Each **job** executes an action's command on one **group**. To break your work into
multiple jobs, you need to split your directories into multiple **groups**. **Row**
provides two mechanisms to accomplish this. It can split by the `sort_key` and limit
groups to a `maximum_size`.

## Splitting by sort key

Add the line:
```toml
{{#include group-workflow4.toml:split}}
```
to the `[action.group]` table for the `"process_point"` action.

Execute:
```plaintext
{{#include group.sh:show_point3}}
```
and you should see:
```plaintext
directory1 eligible "point"  0 10
directory3 eligible "point"  0  4
directory5 eligible "point"  0 -3

directory6 eligible "point"  2  2

directory2 eligible "point"  3  8
directory4 eligible "point"  3 11
```

`row show directories` separates the groups with blank lines. Each group includes all
the jobs with identical sort keys `["/x"]`.

Now, when you execute:
```bash
{{#include group.sh:submit}}
```
you will see that `row submit` launches 3 jobs:
```plaintext
Submitting 3 jobs that may cost up to 6 CPU-hours.
Proceed? [Y/n]:
[1/3] Submitting action 'process_point' on directory directory1 and 2 more.
directory1
directory3
directory5
[2/3] Submitting action 'process_point' on directory directory6.
directory6
[3/3] Submitting action 'process_point' on directory directory2 and 1 more.
directory2
directory4
```

The **jobs** execute on the same **groups** that `show directories` printed.

You can use `split_by_sort_key = true` to execute related simulations at the same time.
Or, you could use it to average the results of all replicate simulations. Think
of other ways that you might utilize `split_by_sort_key` in your workflows.

> [!TIP]
> You may find the `-n` option useful. It instructs `row submit` to launch only
> the first *N* jobs.

## Limiting the maximum group size

**Row** can also limit groups to a maximum size. To see how this works,
**REPLACE** the `split_by_sort_key = true` line with:
```toml
{{#include group-workflow5.toml:max}}
```

Now:
```bash
{{#include group.sh:show_point4}}
```
will show:
```plaintext
Directory  Status   /x /y
directory1 eligible  0 10
directory3 eligible  0  4
directory5 eligible  0 -3
directory6 eligible  2  2

directory2 eligible  3  8
directory4 eligible  3 11
```

Notice how the first group contains four directories (in general, the first *N*
groups will all have `maximum_size` directories). The last group gets the remaining two.

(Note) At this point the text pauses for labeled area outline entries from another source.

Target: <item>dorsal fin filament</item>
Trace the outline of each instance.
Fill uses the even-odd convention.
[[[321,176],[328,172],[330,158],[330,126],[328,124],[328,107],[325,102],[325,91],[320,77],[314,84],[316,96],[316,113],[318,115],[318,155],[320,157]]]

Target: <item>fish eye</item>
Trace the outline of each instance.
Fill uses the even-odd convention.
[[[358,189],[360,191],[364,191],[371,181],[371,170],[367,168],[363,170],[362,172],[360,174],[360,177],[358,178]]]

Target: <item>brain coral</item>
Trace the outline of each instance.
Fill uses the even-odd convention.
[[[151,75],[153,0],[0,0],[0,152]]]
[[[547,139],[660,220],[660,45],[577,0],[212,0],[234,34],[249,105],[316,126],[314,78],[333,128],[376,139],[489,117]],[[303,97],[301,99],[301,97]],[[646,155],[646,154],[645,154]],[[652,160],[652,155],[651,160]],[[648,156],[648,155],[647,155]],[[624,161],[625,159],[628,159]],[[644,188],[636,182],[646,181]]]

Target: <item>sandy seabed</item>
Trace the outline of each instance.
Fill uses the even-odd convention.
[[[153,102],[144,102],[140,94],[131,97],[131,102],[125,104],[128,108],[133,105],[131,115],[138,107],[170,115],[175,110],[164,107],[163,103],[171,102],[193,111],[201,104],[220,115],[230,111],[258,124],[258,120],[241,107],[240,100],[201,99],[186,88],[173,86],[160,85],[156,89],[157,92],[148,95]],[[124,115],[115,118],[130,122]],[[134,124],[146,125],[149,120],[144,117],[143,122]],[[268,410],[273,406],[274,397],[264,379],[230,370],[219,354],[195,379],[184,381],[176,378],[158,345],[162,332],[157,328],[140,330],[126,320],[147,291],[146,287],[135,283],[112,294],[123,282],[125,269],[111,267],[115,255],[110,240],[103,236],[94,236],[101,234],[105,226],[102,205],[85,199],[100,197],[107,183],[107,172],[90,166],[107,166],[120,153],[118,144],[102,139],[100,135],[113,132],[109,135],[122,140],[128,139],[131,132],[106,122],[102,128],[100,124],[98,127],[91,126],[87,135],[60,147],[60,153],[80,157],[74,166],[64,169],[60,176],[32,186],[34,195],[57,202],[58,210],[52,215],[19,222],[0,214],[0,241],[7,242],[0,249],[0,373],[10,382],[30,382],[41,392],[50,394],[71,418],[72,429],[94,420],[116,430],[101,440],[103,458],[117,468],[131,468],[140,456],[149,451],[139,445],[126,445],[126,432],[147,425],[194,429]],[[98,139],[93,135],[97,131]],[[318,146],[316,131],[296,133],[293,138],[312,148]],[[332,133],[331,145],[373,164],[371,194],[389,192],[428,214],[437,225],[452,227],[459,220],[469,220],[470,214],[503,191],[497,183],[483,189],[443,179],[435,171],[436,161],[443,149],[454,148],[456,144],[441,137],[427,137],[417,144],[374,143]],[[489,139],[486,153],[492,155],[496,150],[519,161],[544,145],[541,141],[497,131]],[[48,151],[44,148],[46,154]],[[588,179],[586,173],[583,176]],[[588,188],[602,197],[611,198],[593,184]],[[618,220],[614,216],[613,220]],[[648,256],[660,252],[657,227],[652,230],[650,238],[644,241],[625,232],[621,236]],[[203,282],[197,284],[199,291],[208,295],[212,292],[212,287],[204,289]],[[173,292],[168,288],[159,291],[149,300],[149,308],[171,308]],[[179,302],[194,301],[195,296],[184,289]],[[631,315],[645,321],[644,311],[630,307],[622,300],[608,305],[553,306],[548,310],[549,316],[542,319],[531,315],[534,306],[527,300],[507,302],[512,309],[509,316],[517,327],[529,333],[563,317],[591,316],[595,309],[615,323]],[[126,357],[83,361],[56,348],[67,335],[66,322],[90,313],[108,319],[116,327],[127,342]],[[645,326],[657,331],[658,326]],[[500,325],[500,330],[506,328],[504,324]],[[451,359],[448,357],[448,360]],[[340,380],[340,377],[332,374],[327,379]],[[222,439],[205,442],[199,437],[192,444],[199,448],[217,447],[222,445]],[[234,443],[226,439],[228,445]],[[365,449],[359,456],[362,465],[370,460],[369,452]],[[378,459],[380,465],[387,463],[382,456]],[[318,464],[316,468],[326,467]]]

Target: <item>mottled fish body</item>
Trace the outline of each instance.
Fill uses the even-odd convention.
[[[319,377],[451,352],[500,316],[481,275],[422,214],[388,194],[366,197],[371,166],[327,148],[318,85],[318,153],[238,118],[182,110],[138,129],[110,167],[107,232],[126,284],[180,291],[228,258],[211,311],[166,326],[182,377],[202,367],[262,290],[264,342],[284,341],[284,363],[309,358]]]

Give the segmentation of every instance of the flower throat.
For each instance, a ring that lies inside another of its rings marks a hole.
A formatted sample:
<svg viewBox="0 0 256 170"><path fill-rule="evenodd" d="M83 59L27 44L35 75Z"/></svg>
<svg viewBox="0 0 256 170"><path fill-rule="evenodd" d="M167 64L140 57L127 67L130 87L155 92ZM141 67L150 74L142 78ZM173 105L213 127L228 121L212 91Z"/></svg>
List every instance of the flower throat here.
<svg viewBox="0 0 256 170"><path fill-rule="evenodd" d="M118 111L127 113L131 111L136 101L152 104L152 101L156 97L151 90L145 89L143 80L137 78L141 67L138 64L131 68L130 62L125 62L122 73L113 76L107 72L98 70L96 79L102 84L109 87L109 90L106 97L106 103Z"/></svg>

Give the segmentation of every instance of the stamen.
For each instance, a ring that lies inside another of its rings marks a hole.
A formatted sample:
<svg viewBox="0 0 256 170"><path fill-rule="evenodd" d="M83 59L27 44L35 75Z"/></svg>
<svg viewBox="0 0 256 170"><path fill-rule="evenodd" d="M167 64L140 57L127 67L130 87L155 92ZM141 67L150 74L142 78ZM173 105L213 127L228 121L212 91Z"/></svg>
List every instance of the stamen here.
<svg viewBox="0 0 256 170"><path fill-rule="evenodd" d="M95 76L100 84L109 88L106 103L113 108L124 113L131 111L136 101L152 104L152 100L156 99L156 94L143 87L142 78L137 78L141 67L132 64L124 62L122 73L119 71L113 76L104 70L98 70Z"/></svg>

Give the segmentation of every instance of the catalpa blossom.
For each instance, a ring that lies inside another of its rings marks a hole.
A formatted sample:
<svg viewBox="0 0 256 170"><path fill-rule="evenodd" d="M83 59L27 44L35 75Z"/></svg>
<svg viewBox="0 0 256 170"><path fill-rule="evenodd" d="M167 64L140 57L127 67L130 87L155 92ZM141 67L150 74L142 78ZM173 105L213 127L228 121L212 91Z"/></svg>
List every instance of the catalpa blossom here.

Use `maximum_size` to limit the amount of work done in one **job**. For example: if each
directory takes 1 hour to execute in serial, set `maximum_size = 4` to ensure that each
of your jobs will complete in 4 hours. Alternately, say your action uses 16 processes
in parallel for each directory. Set `maximum_size = 8` (or 16, 24, ...) to use
1 (or 2, 3, ...) whole nodes on a cluster with 128 CPU cores per node.
This tutorial will cover cluster job submissions and resources in the next section.

> [!TIP]
> When you set both `maximum_size` and `split_by_sort_key = true`, **Row** first
> splits by the sort key, then splits the resulting groups into that are larger than
> the maximum size.

## Next steps

In this section, you learned how to assign **values** to directories and use those
**values** to form **groups** of **directories**. Now you are ready to move on to
working with schedulers in the next section.